Tancos - a partir dessa tarde - passou a ser o tema e o fôlego da campanha social-democrata. Há um antes e um depois daquela conferência de imprensa, formalmente convocada e que anulou uma visita prevista na agenda do candidato.

Rui Rio resolveu assumir as custas de pegar numa acusação do Ministério Público para atirar ao Governo: sabia ou não sabia o primeiro-ministro da encenação em torno do aparecimento das armas roubadas? Sabia ou não sabia? Sabia ou não? António Costa é o alvo. Rui Rio sabe bem que uma acusação não é uma sentença. Garante que não está a sentenciar, mas a tirar as devidas e obrigatórias ilações políticas. Mas o líder do PSD não é um cidadão comum.

Resta saber que ganhos eleitorais resultarão desta estratégia. Para já, mudou a dinâmica da campanha e até já levou Rio, em Vila Real (na terra de Passos Coelho), a garantir que “está tudo em aberto” e que está a disputar estas eleições “taco a taco”.

Bloco de Esquerda. Catarina com pouca rua e poupadinha nos ataques ao Governo

A líder do Bloco de Esquerda avisou que o partido se apresentava em campanha “para fazer” e “não destruir” pontes e parece fazer tudo para cumprir.

O período oficial de campanha até começou com um arrufo com PS, mas foi sol de pouca dura. O assunto incomodou os bloquistas, no entanto, Catarina Martins rapidamente pôs uma pedra sobre o assunto, ou não fosse o horizonte o de uma eventual reedição da “Geringonça”. Rapidamente foi eleito o principal adversário do Bloco nas legislativas: a maioria absoluta socialista.

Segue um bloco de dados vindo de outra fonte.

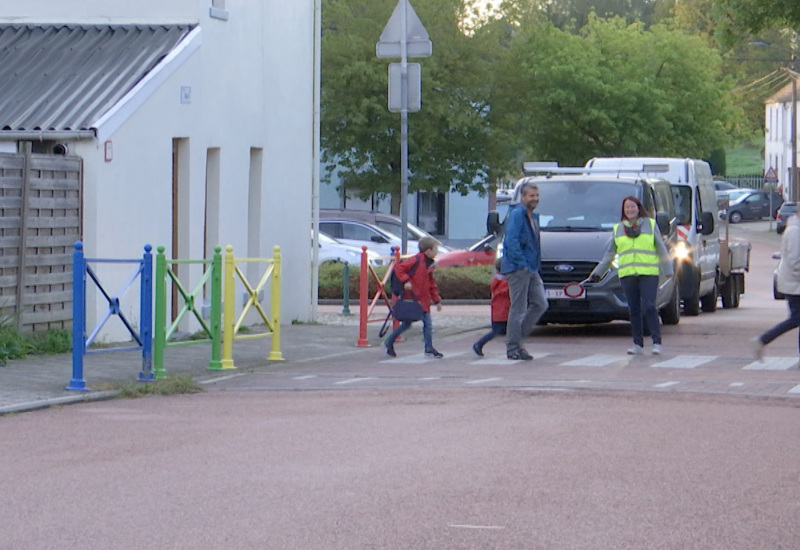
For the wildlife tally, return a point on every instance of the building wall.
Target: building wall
(252, 92)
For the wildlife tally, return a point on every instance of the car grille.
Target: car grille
(559, 273)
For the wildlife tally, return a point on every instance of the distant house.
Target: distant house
(778, 138)
(184, 123)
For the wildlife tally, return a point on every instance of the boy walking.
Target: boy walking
(500, 304)
(423, 285)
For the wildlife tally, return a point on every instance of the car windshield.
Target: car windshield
(568, 205)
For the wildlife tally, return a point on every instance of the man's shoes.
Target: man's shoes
(758, 348)
(636, 350)
(520, 355)
(656, 349)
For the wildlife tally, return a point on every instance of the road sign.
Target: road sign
(418, 42)
(414, 102)
(771, 176)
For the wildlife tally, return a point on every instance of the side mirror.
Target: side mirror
(706, 226)
(493, 224)
(662, 221)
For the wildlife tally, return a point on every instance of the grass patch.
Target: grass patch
(171, 386)
(744, 160)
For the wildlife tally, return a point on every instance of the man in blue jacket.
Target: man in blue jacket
(520, 264)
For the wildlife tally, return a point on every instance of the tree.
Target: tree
(757, 15)
(615, 90)
(450, 145)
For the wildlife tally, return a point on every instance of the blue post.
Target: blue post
(146, 315)
(78, 318)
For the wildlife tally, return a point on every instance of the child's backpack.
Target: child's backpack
(395, 285)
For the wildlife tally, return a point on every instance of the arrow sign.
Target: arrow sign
(418, 43)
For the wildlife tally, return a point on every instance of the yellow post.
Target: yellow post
(275, 305)
(229, 310)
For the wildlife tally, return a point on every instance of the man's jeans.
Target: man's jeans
(427, 331)
(785, 326)
(528, 304)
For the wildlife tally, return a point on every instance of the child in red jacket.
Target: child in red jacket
(423, 285)
(501, 302)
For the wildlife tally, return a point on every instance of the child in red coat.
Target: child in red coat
(501, 302)
(423, 285)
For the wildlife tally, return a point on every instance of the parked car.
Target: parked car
(331, 250)
(482, 252)
(786, 210)
(388, 222)
(753, 205)
(358, 234)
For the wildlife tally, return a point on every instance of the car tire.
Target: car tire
(671, 313)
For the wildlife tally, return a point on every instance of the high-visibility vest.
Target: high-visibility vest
(639, 255)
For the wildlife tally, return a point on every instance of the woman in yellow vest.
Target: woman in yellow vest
(641, 255)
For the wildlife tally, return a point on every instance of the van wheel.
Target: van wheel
(691, 304)
(671, 313)
(709, 301)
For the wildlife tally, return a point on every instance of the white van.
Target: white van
(697, 212)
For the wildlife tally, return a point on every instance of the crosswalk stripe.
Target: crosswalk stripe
(685, 361)
(595, 361)
(772, 363)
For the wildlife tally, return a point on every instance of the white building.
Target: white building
(212, 142)
(778, 138)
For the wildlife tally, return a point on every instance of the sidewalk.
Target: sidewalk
(39, 381)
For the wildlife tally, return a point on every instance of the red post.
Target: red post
(363, 298)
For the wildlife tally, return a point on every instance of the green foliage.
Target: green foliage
(171, 386)
(455, 283)
(744, 160)
(717, 161)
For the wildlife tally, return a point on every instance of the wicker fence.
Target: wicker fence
(40, 220)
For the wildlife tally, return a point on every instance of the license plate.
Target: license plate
(559, 294)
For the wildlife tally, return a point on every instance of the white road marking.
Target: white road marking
(685, 361)
(666, 384)
(354, 380)
(477, 526)
(220, 378)
(594, 361)
(503, 360)
(483, 380)
(772, 363)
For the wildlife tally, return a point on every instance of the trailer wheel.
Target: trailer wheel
(709, 301)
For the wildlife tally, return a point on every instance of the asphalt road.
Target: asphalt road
(361, 452)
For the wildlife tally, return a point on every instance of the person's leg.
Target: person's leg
(630, 286)
(427, 330)
(649, 288)
(786, 325)
(518, 291)
(537, 304)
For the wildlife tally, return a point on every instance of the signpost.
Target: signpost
(404, 36)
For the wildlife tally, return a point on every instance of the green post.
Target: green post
(160, 340)
(216, 310)
(346, 289)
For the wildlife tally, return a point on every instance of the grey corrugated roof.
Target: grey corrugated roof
(64, 77)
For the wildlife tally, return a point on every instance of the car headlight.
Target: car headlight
(681, 251)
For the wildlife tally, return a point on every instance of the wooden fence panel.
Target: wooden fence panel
(40, 220)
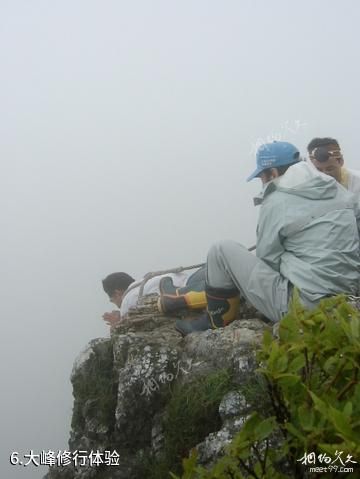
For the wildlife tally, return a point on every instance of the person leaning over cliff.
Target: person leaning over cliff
(326, 156)
(307, 237)
(123, 291)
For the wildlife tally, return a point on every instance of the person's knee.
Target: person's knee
(224, 248)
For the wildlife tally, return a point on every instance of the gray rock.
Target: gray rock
(122, 386)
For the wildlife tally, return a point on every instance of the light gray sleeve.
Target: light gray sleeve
(269, 245)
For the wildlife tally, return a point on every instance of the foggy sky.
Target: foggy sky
(128, 129)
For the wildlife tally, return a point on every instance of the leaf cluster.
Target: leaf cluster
(312, 380)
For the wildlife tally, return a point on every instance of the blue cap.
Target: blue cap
(273, 155)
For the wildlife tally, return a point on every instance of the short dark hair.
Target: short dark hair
(316, 142)
(116, 281)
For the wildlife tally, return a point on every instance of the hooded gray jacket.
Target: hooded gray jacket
(308, 230)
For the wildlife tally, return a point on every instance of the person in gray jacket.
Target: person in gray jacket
(307, 237)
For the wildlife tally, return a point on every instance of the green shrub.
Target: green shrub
(312, 378)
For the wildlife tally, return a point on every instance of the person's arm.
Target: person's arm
(269, 246)
(112, 319)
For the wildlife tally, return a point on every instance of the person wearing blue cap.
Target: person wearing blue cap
(307, 237)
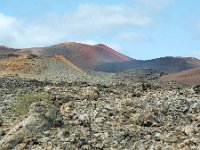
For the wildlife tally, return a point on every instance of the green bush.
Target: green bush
(21, 105)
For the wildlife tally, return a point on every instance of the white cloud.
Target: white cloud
(131, 36)
(79, 24)
(195, 53)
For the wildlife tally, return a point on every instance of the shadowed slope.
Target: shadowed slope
(82, 55)
(164, 64)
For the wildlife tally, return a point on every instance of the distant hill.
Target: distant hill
(190, 76)
(84, 56)
(163, 64)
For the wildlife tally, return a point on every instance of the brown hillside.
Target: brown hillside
(82, 55)
(190, 76)
(67, 62)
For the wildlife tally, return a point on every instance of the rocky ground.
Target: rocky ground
(102, 111)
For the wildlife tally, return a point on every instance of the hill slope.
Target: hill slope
(164, 64)
(82, 55)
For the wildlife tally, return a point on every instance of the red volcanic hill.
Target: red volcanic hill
(83, 55)
(190, 76)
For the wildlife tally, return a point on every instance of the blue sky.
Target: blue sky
(142, 29)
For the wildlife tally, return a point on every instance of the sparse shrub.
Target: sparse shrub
(21, 105)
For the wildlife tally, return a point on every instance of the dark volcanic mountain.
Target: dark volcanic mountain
(164, 64)
(82, 55)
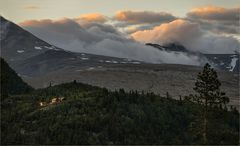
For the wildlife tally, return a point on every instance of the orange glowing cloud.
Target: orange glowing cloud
(93, 17)
(168, 32)
(137, 17)
(31, 7)
(212, 13)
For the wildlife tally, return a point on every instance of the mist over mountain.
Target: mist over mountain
(102, 39)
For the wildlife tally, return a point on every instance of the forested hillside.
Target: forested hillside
(76, 113)
(11, 83)
(92, 115)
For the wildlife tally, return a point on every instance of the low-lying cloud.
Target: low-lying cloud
(216, 19)
(190, 35)
(102, 39)
(205, 30)
(137, 17)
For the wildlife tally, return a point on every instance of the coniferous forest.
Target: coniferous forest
(76, 113)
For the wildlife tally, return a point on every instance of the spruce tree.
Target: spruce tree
(208, 88)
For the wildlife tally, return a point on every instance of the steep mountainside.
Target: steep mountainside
(11, 83)
(18, 44)
(227, 62)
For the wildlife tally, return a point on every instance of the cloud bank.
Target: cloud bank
(190, 35)
(204, 30)
(101, 39)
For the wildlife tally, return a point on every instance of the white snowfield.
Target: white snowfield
(20, 51)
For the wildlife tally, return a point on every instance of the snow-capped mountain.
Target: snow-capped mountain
(227, 62)
(31, 56)
(18, 44)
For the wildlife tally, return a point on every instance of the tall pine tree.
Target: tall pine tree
(208, 88)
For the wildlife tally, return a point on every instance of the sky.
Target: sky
(20, 10)
(120, 28)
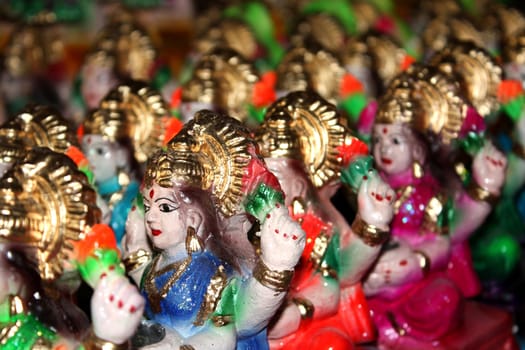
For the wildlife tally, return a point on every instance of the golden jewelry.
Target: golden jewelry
(478, 193)
(275, 280)
(193, 242)
(424, 261)
(370, 234)
(518, 149)
(186, 347)
(153, 293)
(417, 170)
(136, 259)
(92, 342)
(305, 306)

Mesmo assim, não foi da boca da líder do BE que se ouviram críticas mais duras ao PS durante os primeiros dias de campanha eleitoral. Os ataques chegaram por outras vozes que assumiriam o que a coordenadora do partido não podia ou não devia dizer. Esse papel foi dividido entre Joana Mortágua e Pedro Filipe Soares sempre com o mesmo alvo: as “contas” de Mário Centeno.

A estratégia adotada foi clara: vincar as diferenças com o PS sem, com isso, fechar as portas a uma nova parceria. Um desafio que se tornou difícil com o caso de Tancos que obrigou o BE a lidar com pinças um assunto que, apesar de, notoriamente, não querer, teve, mesmo, de o deixar entrar em campanha eleitoral.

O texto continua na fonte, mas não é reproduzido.